= La chingada =

Mexican Spanish slang

La chingada is a term commonly used in colloquial, even crass, Mexican Spanish that refers to various conditions or situations of, generally, negative connotations. The word is derived from the verb chingar, "to fuck".

The concept of "la chingada" has been famously analysed by Octavio Paz in his book The Labyrinth of Solitude.
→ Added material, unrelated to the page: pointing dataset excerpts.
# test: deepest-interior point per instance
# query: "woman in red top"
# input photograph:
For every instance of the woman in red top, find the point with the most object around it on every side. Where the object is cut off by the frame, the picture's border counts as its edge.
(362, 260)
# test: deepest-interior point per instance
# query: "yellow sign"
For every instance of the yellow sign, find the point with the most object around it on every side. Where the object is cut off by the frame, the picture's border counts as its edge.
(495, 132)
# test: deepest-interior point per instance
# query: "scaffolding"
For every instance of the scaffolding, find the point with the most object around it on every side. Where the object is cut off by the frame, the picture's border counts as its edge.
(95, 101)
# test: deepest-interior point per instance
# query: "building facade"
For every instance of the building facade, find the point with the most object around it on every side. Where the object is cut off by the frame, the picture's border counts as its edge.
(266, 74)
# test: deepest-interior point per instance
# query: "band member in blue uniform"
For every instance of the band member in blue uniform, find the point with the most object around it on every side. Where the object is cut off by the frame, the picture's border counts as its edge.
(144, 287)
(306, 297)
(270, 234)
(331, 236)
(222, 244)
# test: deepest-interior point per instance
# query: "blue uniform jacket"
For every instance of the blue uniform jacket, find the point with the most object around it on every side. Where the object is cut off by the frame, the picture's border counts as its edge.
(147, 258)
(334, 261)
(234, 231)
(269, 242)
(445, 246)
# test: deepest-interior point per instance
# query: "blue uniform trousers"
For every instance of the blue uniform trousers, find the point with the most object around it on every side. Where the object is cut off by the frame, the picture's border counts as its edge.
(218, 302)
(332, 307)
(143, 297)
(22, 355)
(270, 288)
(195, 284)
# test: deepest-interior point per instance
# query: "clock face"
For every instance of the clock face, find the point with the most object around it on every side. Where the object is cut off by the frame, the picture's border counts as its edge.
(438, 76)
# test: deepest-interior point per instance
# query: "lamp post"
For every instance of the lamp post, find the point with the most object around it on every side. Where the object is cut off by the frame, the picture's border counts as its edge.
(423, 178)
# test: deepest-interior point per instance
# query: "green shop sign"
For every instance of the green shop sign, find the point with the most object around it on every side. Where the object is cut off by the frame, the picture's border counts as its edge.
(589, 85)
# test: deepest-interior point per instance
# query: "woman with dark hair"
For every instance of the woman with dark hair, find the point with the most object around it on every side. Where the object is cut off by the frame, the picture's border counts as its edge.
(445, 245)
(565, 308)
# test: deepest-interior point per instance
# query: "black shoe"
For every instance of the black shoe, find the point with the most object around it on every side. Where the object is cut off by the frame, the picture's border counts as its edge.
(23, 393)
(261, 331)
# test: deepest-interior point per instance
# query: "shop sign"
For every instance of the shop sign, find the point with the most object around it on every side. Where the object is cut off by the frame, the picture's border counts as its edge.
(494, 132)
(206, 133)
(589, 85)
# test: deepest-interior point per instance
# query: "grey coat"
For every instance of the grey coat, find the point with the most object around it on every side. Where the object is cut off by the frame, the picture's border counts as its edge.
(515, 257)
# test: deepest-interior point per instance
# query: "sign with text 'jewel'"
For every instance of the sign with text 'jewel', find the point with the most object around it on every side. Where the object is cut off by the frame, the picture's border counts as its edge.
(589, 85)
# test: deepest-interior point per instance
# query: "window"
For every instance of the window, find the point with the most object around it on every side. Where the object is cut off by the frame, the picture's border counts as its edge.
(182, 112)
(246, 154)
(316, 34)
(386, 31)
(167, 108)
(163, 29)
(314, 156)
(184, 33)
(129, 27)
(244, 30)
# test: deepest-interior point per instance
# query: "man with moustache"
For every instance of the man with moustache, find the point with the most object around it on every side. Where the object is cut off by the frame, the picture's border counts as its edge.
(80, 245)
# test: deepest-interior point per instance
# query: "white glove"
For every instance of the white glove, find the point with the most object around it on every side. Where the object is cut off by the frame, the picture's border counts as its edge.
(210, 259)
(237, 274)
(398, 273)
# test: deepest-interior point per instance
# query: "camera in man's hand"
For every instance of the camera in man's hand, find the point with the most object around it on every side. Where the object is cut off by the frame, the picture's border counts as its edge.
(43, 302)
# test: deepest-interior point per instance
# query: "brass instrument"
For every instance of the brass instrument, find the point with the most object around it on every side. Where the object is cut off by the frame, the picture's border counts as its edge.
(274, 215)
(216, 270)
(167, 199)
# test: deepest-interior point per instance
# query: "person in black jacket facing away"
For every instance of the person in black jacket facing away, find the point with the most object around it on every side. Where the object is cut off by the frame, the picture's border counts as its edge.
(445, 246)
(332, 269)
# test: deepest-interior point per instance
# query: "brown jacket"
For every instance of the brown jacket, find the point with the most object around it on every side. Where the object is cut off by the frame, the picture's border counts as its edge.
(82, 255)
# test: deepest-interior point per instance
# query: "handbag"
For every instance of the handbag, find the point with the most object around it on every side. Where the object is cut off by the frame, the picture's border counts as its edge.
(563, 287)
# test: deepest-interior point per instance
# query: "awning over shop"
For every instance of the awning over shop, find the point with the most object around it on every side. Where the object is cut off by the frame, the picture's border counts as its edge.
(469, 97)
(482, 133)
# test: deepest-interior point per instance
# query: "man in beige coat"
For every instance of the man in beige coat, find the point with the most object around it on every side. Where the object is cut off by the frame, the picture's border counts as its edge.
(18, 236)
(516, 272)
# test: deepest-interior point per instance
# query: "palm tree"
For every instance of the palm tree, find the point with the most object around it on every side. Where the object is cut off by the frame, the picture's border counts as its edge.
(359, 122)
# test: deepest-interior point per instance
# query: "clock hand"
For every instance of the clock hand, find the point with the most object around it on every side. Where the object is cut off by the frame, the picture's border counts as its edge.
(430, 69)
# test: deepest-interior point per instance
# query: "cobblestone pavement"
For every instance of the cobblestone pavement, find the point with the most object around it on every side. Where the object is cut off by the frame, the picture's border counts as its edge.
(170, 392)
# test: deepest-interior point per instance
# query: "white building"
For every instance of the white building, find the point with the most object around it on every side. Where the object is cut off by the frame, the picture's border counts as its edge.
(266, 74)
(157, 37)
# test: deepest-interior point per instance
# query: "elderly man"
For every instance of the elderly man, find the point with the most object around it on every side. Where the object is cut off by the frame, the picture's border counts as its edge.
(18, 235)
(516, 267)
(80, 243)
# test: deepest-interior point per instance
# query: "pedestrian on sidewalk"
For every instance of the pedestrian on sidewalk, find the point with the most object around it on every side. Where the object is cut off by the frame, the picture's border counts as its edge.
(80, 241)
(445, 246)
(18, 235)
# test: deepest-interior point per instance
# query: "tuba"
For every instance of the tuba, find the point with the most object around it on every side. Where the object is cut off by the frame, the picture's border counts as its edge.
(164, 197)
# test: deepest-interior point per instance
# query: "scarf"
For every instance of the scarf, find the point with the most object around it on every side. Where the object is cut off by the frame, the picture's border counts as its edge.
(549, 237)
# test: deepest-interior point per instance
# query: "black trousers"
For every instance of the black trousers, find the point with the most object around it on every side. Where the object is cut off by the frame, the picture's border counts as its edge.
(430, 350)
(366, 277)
==Spanish uses of the expression==
The following list of expressions featuring "la chingada" appear in Gómez de Silva's Diccionario breve de mexicanismos (2001):

- Estar dado a la chingada: "to be given to la chingada," that is, ruined, that you have lost everything.
- Estar de la chingada: to be somehow too bad, difficult, or complicated.
- Ir hecho la chingada: to go lightning-fast.
- Ir a la chingada: "to go to la chingada," or to go away upset, to go fuck yourself.
- Irse algo a la chingada: to break or damage something, something "going away to la chingada".
- Llevárselo a alguien la chingada: to be angry, or in a tight spot.
- Hijo de tu chingada madre: "you son of your fucking mother" or "hijo de tu puta madre" (literally: son of your whore mother) meaning "you son of a whore" and also "hijo-esu (hijo de su) puta madre" is similar to saying "son of a bitch" in general. Hijo de su chingada madre can be idiomatically translated as "Son of your fucking mom" (madre means mother).
- Mandar a alguien a la chingada: "send someone to la chingada," which means saying goodbye with disdain or annoyance to someone who is bothersome.
- ¡Me lleva la chingada!: "I'm fucked!", exclamation of protest that is used to give vent to anger, when adversity is experienced, or surprise; euphemistic forms are: ¡me lleva la fregada!, la tía de las muchachas —the aunt of the girls—,la que se cayó por asomarse —the one that fell because peeked—, la tiznada —the begrimed—, la tostada —the toast, the tan one—, la trampa —the trap—, el tren —the train—, la tristeza —the sadness—, la trompada —the slap—, la verga —the dick.
- Vete a la chingada: "Fuck off!" or "go to hell"
- Tu chingada madre: "you motherfucker", or also like: "your fucked mother".